Il est logique d’interdire la cruauté et la mutilation, corporelles de même que psychiques : l’essorillement, l’élevage de monstres,  tant par des méthodes d’élevage classiques que par la modification génétique, la négligence, les cruautés commises pendant le transport des animaux, la vivisection, la pratique de rendre les chiens méchants, certaines formes de dressage (des ours qui dansent), la bestialité, les jeux cruels avec des animaux, l’exposition inutile à un danger mortel (le military, soit le concours complet d’équitation).

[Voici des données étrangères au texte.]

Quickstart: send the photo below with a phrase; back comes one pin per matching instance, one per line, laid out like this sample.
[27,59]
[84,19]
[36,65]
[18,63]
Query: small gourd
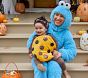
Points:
[16,19]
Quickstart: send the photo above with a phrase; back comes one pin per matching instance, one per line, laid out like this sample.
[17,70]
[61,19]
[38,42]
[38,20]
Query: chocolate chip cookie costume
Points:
[65,42]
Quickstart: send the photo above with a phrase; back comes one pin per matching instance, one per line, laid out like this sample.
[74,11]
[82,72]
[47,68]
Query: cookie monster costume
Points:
[66,44]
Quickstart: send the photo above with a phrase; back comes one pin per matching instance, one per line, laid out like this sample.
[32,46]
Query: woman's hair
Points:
[42,20]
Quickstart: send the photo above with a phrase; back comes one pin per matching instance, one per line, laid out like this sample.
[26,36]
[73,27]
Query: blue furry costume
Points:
[66,44]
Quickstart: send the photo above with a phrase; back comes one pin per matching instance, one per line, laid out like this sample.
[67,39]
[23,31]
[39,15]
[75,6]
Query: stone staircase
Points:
[13,47]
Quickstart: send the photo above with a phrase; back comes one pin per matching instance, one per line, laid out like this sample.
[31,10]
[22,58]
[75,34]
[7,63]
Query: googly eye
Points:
[68,5]
[61,3]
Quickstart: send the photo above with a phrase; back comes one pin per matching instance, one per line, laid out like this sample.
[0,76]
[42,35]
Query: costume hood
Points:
[65,11]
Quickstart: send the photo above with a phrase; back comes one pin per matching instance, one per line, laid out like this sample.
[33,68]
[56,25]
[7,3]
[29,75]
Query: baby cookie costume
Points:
[66,45]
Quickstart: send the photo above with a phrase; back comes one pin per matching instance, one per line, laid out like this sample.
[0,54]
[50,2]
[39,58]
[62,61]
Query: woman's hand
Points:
[30,55]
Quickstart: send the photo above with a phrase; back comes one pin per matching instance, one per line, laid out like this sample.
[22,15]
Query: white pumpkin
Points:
[84,41]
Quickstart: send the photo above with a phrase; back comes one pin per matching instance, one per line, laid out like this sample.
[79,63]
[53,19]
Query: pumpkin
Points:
[42,47]
[12,73]
[20,7]
[3,29]
[84,41]
[82,12]
[2,17]
[16,19]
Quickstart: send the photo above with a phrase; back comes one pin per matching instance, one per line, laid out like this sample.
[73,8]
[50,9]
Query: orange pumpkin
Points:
[20,7]
[82,12]
[11,74]
[2,17]
[3,29]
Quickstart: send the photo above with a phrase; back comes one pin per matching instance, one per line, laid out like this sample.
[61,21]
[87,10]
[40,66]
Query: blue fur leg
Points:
[54,70]
[38,73]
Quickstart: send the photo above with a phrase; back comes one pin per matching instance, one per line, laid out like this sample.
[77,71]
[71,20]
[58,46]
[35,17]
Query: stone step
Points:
[20,54]
[28,27]
[20,40]
[16,54]
[77,70]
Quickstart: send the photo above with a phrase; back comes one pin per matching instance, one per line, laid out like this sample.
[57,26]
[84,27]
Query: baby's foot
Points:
[41,67]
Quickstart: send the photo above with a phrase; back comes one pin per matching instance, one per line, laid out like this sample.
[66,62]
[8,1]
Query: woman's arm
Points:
[69,50]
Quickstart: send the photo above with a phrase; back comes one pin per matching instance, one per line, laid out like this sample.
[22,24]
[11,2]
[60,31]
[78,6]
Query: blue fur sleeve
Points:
[69,51]
[29,41]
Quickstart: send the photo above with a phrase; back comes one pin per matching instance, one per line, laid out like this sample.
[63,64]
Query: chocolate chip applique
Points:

L’abolition graduelle de l’élevage industriel et de la chasse d’amateur

De même, les hommes ne s’opposeront pas à faire interdire les situations telles que l’élevage industriel, où les animaux mènent leur vie entière dans un état de privation de liberté illégitime. En outre il y a heureusement peu de gens qui apprécient qu’on tue les animaux « pour le plaisir ». La chose devient plus délicate si les animaux ne perdent leur liberté que pendant peu de temps ou si leur bien-être est en cause pour une durée relativement courte seulement. L’abattage ou la chasse d’amateur en sont des exemples, mais aussi l’utilisation d’animaux dans les industries du spectacle. Une limitation légale de la pêche et de la capture d’autres animaux ainsi qu’une restriction légale de l’abattage des animaux dans l’élevage aux méthodes qui raccourcissent la souffrance de l’animal autant que possible ne poseront pas de grands problèmes non plus. Si l’on veut manger des animaux, on ne peut rien faire d’autre que de tuer l’animal (aussi vite et efficacement que possible).
Mais que dire de la pêche à la ligne ou de la colombophilie, par exemple ? Cette atteinte portée au bien-être de l’animal pour des fins relatives aux loisirs est contraire au droit de l’animal à la liberté. Faudrait-il interdire cela aussi ou une politique de découragement est-elle également une possibilité ? Contrairement à ce qui se produit lors de la chasse d’amateur, qui est centrée sur la mise à mort de l’animal, l’intention du pêcheur à la ligne est le plus souvent limitée à la capture du poisson. Une fois attrapé, le poisson est relâché la plupart du temps. Le pêcheur n’a pas pour but de tuer le poisson ou de lui faire mal. Tout de même la capture d’un poisson à l’aide d’un hameçon ou d’un filet est une atteinte portée à l’intégrité physique du poisson, si courte qu’en soit la durée.
La colombophilie n’a pas pour but de nuire au bien-être de l’animal et on peut faire en sorte que l’animal soit privé de sa liberté pendant aussi peu de temps que possible.
Il semble qu’une politique de découragement de la colombophilie soit acceptée plus vite et plus largement qu’une interdiction.
En ce qui concerne la pêche à la ligne on peut songer :

  • à ne plus peupler les eaux (le peuplement des eaux étant d’ailleurs aussi une sorte de dénaturation de la faune)
  • à interdire aux jeunes de pêcher (sans la surveillance d’adultes)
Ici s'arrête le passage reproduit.